CD Laboratories are established at universities and non-university research institutions. The CD model enables cooperations between science and business that are meaningful, useful and productive both for the participating partners and for society. The CDL Liquid Biopsies for early Detection of Cancer” was established in October 2017 and will run until 2024 with an overall budget of more than 2 Mio EUR. The lab is organized into two Modules with two industry partners Freenome and PreAnalytiX.
The utility of cell-free circulating tumor DNA (ctDNA) as a reliable biomarker for the early detection of cancer recurrence, for predicting tumor burden and treatment response, as well as for identifying resistance mechanisms and the emergence of novel actionable targets has been proven in numerous studies.
Moreover, the assessment of ctDNA levels can be used as a prognostic marker and it has been shown that patients having higher ctDNA levels at certain time points had significantly shorter progression-free survival (PFS) and/or overall survival (OS).
In contrast to applications with bearing on established and late stage disease, there is a paucity of valid studies published that prove the applicability of ctDNA as a diagnostic biomarker enabling early detection of cancer. Nevertheless, the early detection of cancer is a desirable objective as it greatly increases the chances for successful treatment.
The biotech company Freenome aims to develop a multivalent diagnostic test based on ctDNA for the early detection of cancer. However, lack of knowledge about the nature and biology of ctDNA prevents a swift application of the intended test. And this is where the CD laboratory comes into play as the main objective of the existing CD laboratory “Liquid Biopsies for early Detection of Cancer” is to further elucidate ctDNA biology, to improve existing analysis methods and to develop advanced bioinformatics tools that enable detection of cancer at its earliest stage. The pairing of clinical and genomic data by the use of sophisticated bioinformatics approaches and databases, will eventually improve the rate of early diagnosis for cancer patients.

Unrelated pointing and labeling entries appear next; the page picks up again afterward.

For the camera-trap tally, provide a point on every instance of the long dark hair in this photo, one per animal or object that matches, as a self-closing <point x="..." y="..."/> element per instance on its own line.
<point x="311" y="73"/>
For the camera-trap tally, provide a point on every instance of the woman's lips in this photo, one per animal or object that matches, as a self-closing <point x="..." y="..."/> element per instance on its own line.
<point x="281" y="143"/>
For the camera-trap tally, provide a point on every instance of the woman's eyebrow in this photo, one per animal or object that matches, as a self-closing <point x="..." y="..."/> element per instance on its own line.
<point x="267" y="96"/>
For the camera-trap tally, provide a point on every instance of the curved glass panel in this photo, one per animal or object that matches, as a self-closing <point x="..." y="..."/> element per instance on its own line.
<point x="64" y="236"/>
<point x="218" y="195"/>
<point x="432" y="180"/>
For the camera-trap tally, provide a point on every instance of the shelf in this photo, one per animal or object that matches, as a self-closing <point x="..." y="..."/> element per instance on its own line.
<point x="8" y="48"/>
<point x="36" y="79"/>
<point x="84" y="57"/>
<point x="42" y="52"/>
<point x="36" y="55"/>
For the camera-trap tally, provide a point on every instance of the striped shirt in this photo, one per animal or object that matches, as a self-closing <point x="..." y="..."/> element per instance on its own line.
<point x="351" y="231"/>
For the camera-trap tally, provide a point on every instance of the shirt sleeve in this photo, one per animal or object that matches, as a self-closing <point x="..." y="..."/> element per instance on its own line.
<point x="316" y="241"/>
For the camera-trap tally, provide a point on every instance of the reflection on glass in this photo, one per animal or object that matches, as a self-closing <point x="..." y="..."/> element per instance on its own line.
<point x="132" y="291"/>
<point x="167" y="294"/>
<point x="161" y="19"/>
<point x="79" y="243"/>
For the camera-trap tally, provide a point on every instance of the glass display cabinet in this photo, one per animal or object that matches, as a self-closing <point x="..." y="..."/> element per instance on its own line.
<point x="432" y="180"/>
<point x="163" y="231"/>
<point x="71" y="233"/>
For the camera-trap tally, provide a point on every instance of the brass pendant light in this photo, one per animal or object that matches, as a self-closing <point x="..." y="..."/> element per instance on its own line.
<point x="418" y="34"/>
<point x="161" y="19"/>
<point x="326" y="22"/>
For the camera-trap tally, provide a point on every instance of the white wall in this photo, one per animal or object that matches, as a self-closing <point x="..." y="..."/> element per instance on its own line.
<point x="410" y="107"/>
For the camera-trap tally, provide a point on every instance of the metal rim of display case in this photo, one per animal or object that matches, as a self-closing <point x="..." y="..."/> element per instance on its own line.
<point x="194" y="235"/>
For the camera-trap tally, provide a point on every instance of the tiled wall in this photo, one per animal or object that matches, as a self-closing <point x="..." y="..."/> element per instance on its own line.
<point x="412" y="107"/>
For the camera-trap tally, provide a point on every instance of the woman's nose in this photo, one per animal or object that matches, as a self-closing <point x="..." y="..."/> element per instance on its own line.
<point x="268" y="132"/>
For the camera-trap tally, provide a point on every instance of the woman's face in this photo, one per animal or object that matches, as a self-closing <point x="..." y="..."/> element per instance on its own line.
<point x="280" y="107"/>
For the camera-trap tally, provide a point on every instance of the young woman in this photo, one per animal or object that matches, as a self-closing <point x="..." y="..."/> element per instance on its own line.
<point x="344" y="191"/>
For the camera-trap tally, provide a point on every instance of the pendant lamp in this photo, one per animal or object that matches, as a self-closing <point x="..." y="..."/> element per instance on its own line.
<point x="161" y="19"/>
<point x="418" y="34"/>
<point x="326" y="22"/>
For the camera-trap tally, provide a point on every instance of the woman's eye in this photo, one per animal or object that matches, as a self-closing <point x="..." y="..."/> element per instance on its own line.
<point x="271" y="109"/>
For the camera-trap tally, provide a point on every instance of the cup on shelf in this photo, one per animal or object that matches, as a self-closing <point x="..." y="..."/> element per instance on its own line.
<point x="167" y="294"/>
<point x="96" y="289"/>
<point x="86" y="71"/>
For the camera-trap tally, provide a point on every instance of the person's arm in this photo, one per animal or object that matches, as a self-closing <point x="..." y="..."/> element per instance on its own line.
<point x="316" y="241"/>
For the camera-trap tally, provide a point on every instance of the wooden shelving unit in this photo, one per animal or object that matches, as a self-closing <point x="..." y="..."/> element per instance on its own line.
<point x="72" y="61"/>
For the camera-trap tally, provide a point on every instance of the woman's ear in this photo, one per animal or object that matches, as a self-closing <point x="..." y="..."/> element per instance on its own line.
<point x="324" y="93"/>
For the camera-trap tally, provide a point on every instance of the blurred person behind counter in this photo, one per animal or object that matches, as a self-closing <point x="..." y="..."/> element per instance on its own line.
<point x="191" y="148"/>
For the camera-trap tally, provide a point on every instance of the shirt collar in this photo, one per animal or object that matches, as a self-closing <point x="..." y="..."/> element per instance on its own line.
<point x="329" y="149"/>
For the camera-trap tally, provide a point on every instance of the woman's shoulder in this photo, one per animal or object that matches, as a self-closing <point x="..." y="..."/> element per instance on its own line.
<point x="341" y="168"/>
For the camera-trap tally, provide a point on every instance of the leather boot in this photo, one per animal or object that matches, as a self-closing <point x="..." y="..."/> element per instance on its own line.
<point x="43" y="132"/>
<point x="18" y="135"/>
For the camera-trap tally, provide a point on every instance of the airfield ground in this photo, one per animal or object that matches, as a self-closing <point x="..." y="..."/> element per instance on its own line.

In general, each liquid biopsy specimen is a challenging analyte and distinct and complementary types of information can be retrieved from the various types of constituents. Pre-analytical recommendations for blood processing for ctDNA analysis have already been generally accepted; however, there are currently no systematic data and guidelines either for the analysis of other circulating components from blood or for the analysis of cfDNA from other body fluids.
To address this important issue, we teamed up with the Institute of Pathology at the Medical University of Graz (MUG) and the company PreAnalytiX, in order to develop sample stabilization solutions for biospecimen from minimally-invasive accessible tissues and body fluids.
Module 1 focuses on the data analytics of cfDNA in blood in order to elucidate the biology and identify potential further relevant parameters beyond mutation and copy number alterations, while Module 2 takes a step towards reliable data generation and assesses pre-analytical requirements for the analysis of liquid biopsy constituents.
In particular parameters such as fragment sizes, methylation pattern, nucleosome occupancy and expression profiles - which are central subjects of investigation in Module 1 - are prone to changes by pre-analytical factors such as time and temperature of sample processing, sample stabilization, etc. However, to establish clinically relevant biomarkers from liquid biopsies it is of utmost importance to assess the true biological status rather than performing research on artefacts introduced by sample treatment outside of the body.
Therefore, as soon as robust and reproducible pre-analytical workflows are established, tasks from Module 1 will be expanded to cfDNA from other body fluids. Moreover, we will investigate whether combination strategies (i.e. combined analyses cfDNA and exosome-derived nucleic acids or combined analysis of cfDNA from multiple body fluids) might enhance the power of liquid biopsy analyses.